UN Climate Change talks kick off in Bangkok

(Xinhua)
Updated: 2008-03-31 21:53

The second working group that is meeting at Bangkok is the already existing Ad Hoc Working Group on further Commitments for Annex I Parties under the Kyoto Protocol (AWG-KP). This group of rich countries will work on the analysis of possible tools available to these countries to reach emission reduction commitments.

"There is already broad consensus among Parties on the importance of completing this work before political agreement is reached on a post-2012 deal in Copenhagen," said Harald Dovland, chair of the group.

The next UN meeting involving negotiations under both working groups will take place in June in Bonn, Germany this year, followed by a third meeting in August and a fourth at the UN Climate Change Conference in December, both to be held in Poznan, Poland.

The tools that the working group will analyze in Bangkok include emissions trading and the "project based mechanisms," such as Clean Development Mechanism (CDM), which already allows developed countries to meet part of their emission reduction commitments by investing in sustainable development projects in developing countries.

Other tools are land use, land-use change and forestry; greenhouse gases, sectors and source categories to be covered, along with possible approaches targeting sectoral emissions, for example from the steel or cement sectors.

With 192 Parties, the UNFCCC has near universal membership and is the parent treaty of the 1997 Kyoto Protocol.

Under the Kyoto Protocol which has 178 member Parties, 37 states, consisting of highly industrialized countries and countries undergoing the process of transition to a market economy, have legally binding emission limitation and reduction commitments, as they have been recognized as the major emitters of green house gases (GHG), throughout the last two centuries of industrialization process.

Developing countries hold that the industrialized countries should continue to take on the main responsibility for climate change mitigation by being committed to further cut on GHG during the next phrase for Kyoto Protocol.
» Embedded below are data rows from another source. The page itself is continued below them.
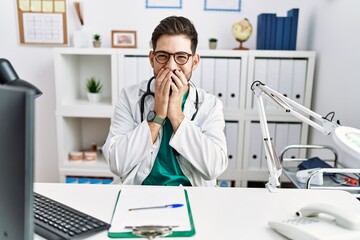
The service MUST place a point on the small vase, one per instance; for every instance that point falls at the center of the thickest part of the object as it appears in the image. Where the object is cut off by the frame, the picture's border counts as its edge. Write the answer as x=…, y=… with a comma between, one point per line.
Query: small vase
x=82, y=38
x=212, y=45
x=97, y=44
x=94, y=97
One suggestion is that the rich group cut GHG emissions by at least 25 percent to 40 percent from the level of 1990 in the next commitment period of 10 to 15 years.

Meanwhile the rich countries are calling for capping emissions in the developing world, especially emerging economies and growing emitters like China and India.
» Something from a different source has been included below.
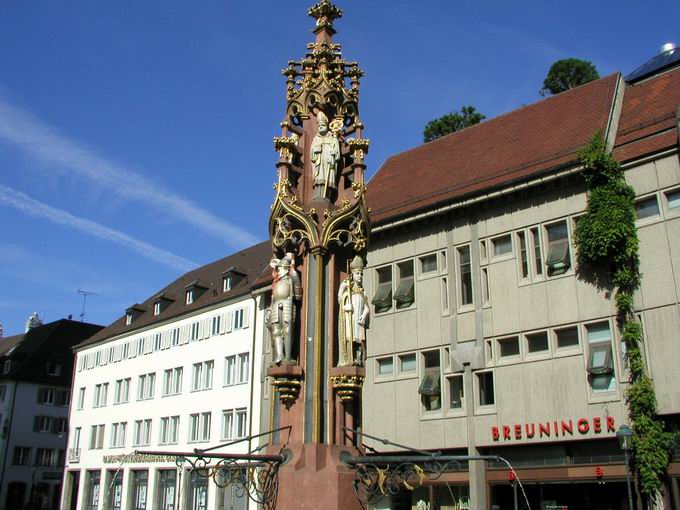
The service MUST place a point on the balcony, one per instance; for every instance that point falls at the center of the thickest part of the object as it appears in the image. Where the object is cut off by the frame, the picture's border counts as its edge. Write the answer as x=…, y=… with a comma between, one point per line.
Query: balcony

It is unfair to charge the same on the developing countries, where poverty eradication is still the top priority, as on the developed countries when the latter still emit GHGs per capita three or four times that of the former, China's Special Representative on Climate Change Talks Yu Qingtai told Xinhua on Monday.

Aside from committing themselves to further and deeper cut on emissions, the industrialized countries are obliged to transfer more technologies needed for mitigation and adaptation efforts at affordable price to developing countries, and setting up more aid fund to finance the world's poorer members' efforts.

However, little progress has been made in those two areas due to the reluctance of rich countries, both from the government side and the private sector and big industries' side.

It is impossible for the developing countries to discuss cutting emissions of their own without knowing where the money needed will come from, acknowledged De Boer.

"For me, the most important issue in the negotiations toward a global agreement is how much the individual industrialized countries are willing to reduce their emissions," said De Boer at a press briefing after the opening.